The Dark Passenger. The name I gave my depression a long time ago. It has popped up in stories, poems, and even in one of my novels. Why the dark passenger? Well, there is a story for just about everything in my life. I am a writer, after all.
First, I like the thematical element. My depression has always felt like it comes into my life, always at the wrong times. It is a part of me, but as I learned over time, it can go for periods of my life. The idea that depression is this thing in my mind means I can fight it and eventually leave me.
The dark passenger then became a motif in my work. It is said that your life as a human being often comes into your writing, and over the last year, there is some sobering truth to that idea. The dark passenger reminds me of the raven coming to the man in Edgar Allan Poe’s The Raven, and sometimes I imagine that my dark passenger is a white raven. One that can talk, putting evil thoughts into my mind and put me in the worst parts of my personality. It reflects in some of the darker themes in some of my work.
The thing is, this dark passenger is not all bad. It taught me that its okay to not be okay. That this thing called depression is something that we can fight. The dark passenger wants me to fight when depression becomes my only true friend.
The white raven is one of the rarest birds out there in the world. I am not comparing it as my depression is unique, but rather the dark passenger helps me identify when my depression is taking over my life. Like a bird, it eventually flies away. I have been on the other side of depression, and so I know it will not always be this way.
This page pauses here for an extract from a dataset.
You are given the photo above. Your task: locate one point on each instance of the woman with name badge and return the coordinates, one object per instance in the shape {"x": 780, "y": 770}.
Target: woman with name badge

Depression is not a forever thing. I once was so depressed for over four years straight with no real end. Then it ended. It took hard work and surviving a suicide to finally meet my depression, my dark passenger, as part of me that lives inside and outside of James. We can separate, but we will always be in one another’s life. That is not so bad only at the moment when you are at your darkest. So know your dark passenger or whatever you call it is not forever. I like to say always keep fighting because it’s true.